Dawa approached and grasped Shan's arm. “The stars are amazing here,” the dissident leader said to Shan, and gently pulled him out of the room.

“You knew the Americans before,” Shan said as they settled onto a log bench that overlooked the old bridge.

“I apologize for Sergeant Gingri. He is responsible for security and takes his job very seriously. He thinks I should stay away from you, that he should get you back to Zhongje this very night. But I told him Tserung and Dolma trust you.”

“Your aunt and uncle.”

“It is a dangerous thing even to speak of family. Since I began … I began my new life, I have been careful to use only my first name. They had a dozen suspects in mind, but weren't sure who the
purba
leader was until recently.”

“After reading some of the poems,” Shan revealed in a tight voice, “I told them if the immolations were being coordinated, it would likely be by someone who once wore the robe of a nun or monk. I wasn't thinking. I believe they had already decided the leader was a woman.”

“You understand us well, Shan, and I am not the only nun or former nun among us who wore a robe. It was only a matter of time,” Dawa said. “I am not nearly so inclined to hide myself as those around me think I should. But I have always hidden my connections to the Americans. If discovered, it would go badly for them. They would be accused of espionage and fomenting rebellion. I am not sure their government could protect them.”
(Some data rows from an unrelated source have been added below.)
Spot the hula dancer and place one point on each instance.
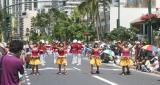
(125, 60)
(95, 58)
(35, 59)
(74, 51)
(61, 60)
(80, 47)
(42, 51)
(54, 51)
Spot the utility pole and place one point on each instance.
(118, 20)
(149, 29)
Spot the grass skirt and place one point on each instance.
(124, 61)
(61, 60)
(35, 61)
(95, 61)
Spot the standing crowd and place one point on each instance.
(15, 55)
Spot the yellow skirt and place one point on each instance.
(61, 60)
(96, 61)
(35, 61)
(125, 61)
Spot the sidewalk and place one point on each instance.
(132, 67)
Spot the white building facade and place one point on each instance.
(27, 23)
(70, 5)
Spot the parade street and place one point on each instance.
(80, 75)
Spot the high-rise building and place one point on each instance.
(70, 5)
(44, 7)
(132, 9)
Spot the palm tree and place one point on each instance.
(90, 8)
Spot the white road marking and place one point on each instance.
(104, 80)
(28, 79)
(27, 76)
(51, 68)
(29, 83)
(151, 74)
(77, 68)
(111, 69)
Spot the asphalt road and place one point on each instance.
(80, 75)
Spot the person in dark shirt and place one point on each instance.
(12, 64)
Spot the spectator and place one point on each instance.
(12, 64)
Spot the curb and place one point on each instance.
(132, 67)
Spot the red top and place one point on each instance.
(125, 53)
(35, 52)
(54, 48)
(48, 46)
(74, 48)
(96, 52)
(42, 49)
(80, 48)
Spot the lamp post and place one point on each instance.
(118, 20)
(149, 29)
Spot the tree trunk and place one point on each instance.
(96, 26)
(100, 26)
(105, 18)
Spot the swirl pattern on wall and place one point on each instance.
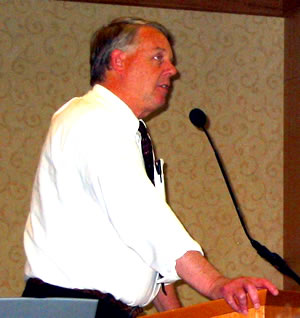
(231, 66)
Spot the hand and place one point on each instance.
(235, 291)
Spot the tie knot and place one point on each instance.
(143, 129)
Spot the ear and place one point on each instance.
(117, 58)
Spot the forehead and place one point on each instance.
(152, 39)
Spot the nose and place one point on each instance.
(171, 69)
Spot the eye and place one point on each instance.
(159, 58)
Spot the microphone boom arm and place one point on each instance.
(274, 259)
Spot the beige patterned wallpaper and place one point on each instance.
(231, 66)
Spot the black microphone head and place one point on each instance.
(198, 117)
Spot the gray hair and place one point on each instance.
(119, 34)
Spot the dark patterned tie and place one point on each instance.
(148, 160)
(147, 151)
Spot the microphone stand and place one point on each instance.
(274, 259)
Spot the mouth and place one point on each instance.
(164, 86)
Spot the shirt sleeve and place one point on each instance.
(114, 172)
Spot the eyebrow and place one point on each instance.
(161, 49)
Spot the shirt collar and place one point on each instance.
(124, 115)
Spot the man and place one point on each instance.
(99, 225)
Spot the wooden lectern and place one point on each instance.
(285, 305)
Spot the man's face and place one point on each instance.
(148, 71)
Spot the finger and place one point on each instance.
(232, 303)
(241, 298)
(262, 283)
(253, 295)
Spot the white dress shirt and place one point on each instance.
(96, 220)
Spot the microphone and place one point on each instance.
(198, 119)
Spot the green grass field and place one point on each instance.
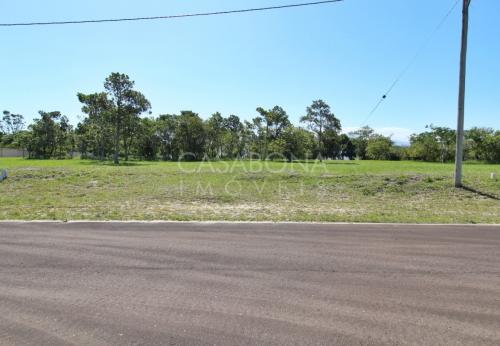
(360, 191)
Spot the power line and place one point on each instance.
(411, 63)
(205, 14)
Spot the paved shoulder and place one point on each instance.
(225, 284)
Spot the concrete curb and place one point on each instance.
(167, 222)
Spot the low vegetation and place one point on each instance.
(352, 191)
(118, 127)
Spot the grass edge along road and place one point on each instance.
(333, 191)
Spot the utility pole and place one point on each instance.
(461, 96)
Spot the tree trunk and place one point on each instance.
(117, 145)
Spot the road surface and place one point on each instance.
(248, 284)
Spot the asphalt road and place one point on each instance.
(248, 284)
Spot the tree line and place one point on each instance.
(118, 126)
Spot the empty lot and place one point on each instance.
(224, 284)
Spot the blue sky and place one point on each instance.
(346, 53)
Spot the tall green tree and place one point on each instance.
(360, 140)
(127, 105)
(270, 124)
(95, 132)
(320, 119)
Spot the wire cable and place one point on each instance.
(205, 14)
(411, 63)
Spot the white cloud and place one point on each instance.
(399, 135)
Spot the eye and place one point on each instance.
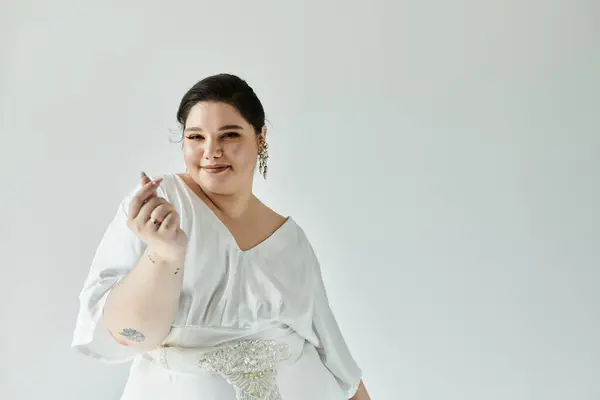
(194, 137)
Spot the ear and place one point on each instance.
(263, 134)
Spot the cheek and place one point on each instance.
(241, 153)
(191, 152)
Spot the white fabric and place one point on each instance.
(227, 295)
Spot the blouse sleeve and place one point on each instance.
(332, 347)
(118, 252)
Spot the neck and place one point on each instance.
(232, 205)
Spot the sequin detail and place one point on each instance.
(250, 366)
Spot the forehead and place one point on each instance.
(212, 115)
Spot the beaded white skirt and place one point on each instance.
(284, 369)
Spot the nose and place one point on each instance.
(212, 149)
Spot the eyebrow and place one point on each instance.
(223, 128)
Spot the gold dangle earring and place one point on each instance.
(263, 155)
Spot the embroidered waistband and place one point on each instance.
(250, 366)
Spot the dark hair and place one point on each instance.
(224, 88)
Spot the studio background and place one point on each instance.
(442, 156)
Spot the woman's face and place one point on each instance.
(220, 148)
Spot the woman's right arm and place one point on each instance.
(141, 307)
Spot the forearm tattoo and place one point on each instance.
(154, 262)
(133, 335)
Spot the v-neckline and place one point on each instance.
(224, 227)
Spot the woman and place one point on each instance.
(212, 294)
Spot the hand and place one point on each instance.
(155, 220)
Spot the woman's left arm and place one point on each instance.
(361, 393)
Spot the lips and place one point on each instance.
(215, 169)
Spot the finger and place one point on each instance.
(148, 208)
(147, 191)
(145, 178)
(161, 211)
(169, 223)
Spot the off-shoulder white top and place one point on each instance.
(227, 293)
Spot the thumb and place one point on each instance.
(145, 178)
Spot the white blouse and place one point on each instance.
(228, 294)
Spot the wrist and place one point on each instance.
(157, 258)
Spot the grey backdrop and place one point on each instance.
(441, 155)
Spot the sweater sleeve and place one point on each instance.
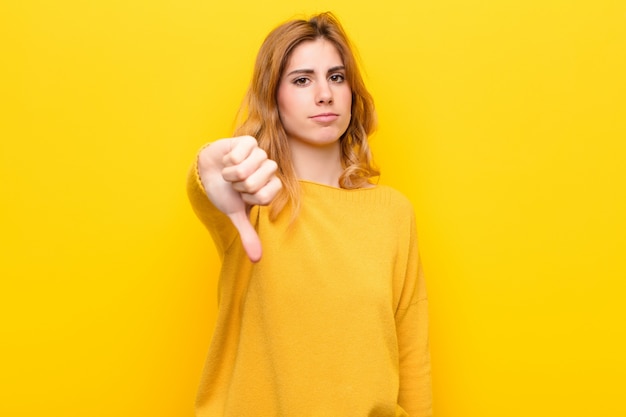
(415, 394)
(219, 225)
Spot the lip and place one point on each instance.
(325, 117)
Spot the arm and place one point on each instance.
(235, 174)
(415, 395)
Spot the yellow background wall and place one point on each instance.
(503, 121)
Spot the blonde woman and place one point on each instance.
(322, 302)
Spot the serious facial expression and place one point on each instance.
(314, 98)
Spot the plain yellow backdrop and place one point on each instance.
(503, 121)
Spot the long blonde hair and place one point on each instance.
(261, 119)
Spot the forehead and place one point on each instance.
(320, 53)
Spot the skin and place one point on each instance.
(314, 103)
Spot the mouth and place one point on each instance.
(325, 117)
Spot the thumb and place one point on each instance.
(249, 237)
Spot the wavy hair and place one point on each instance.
(259, 115)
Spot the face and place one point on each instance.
(314, 98)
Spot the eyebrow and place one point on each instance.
(310, 71)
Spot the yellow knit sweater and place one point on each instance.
(332, 322)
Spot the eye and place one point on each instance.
(302, 81)
(337, 78)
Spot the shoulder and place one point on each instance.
(396, 198)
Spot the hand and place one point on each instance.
(237, 175)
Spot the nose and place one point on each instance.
(324, 93)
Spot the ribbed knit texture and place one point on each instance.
(332, 322)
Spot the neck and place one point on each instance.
(321, 164)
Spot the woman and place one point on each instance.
(322, 304)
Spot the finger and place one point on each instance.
(265, 195)
(249, 237)
(257, 179)
(239, 172)
(240, 149)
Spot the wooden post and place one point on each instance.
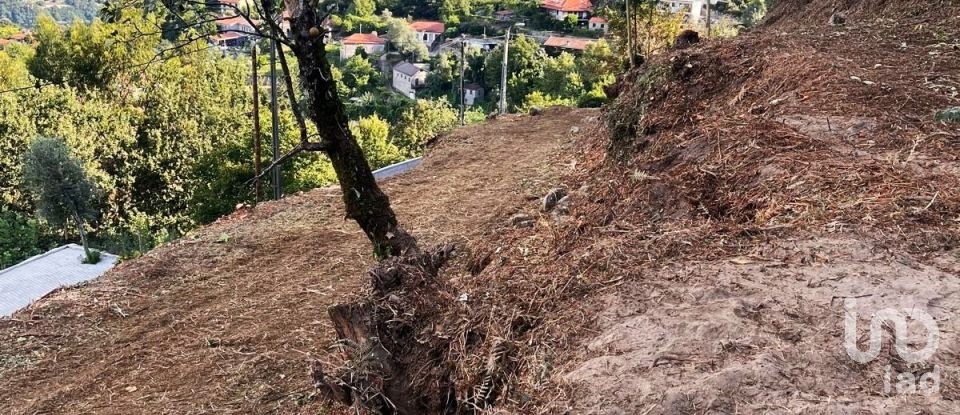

“People have been killed, Dawa. I have only been trying to understand the deaths. The last immolation was of a Chinese, disguised so Tibetans would be the scapegoats. Secrets are getting people killed.”

She stared into the night sky as she spoke. “I spent a year at a university in Colorado. Hannah was my roommate. We became very close, like the sisters we never had. I taught her Tibetan, she improved my English. Back then, Judson was her boyfriend, but he went away, got married and divorced. She and I stayed in close touch all these years, although I was not able to leave Tibet. We would talk on the phone whenever possible. When she was posted in Tibet for a few months, she had a week's leave and I was planning to take her to see the tourist places, but in Colorado I had spoken of Taktsang the paradise, where my father first took me as a girl, and she only wanted to come here. We are blessed that the Commission gave us the opportunity to come together one more time.”

One more time.
She made it sound as if it were the last time. The
purbas
had been planning something, planning since before Xie died. “Your father is gone, Dawa. You should leave Tibet.”

The
purba
leader smiled. “My name and picture are posted at every border crossing. Once, we might have gone over the mountain passes, but now they station snipers at all of them, hidden in bunkers covered with snow. They shoot everyone who tries to cross. In some, they have installed automatic machine guns triggered by anything that moves.”

Meteors streaked overhead. Something large, a yak or antelope, splashed through the stream in the shadows.

“You've been a dissident for years. I keep wondering why your father was even allowed to serve on the Commission.”

“They didn't know of my connection to their ex-convict Commissioner. I was wanted by the police, just as dozens of other active protesters were. My father said they cleared him to serve because he was the kind of political pedigree that the foreigners would sympathize with, that he would have instant credibility with them, and be a pliable symbol of the Party's tolerance. They never thought that he would dare resist Pao. No one ever does. He said I should come here until the Commission's work was done, that I should just let him fight the Tibetan battle before the Commission for now. He said to keep the protests quiet if I could.”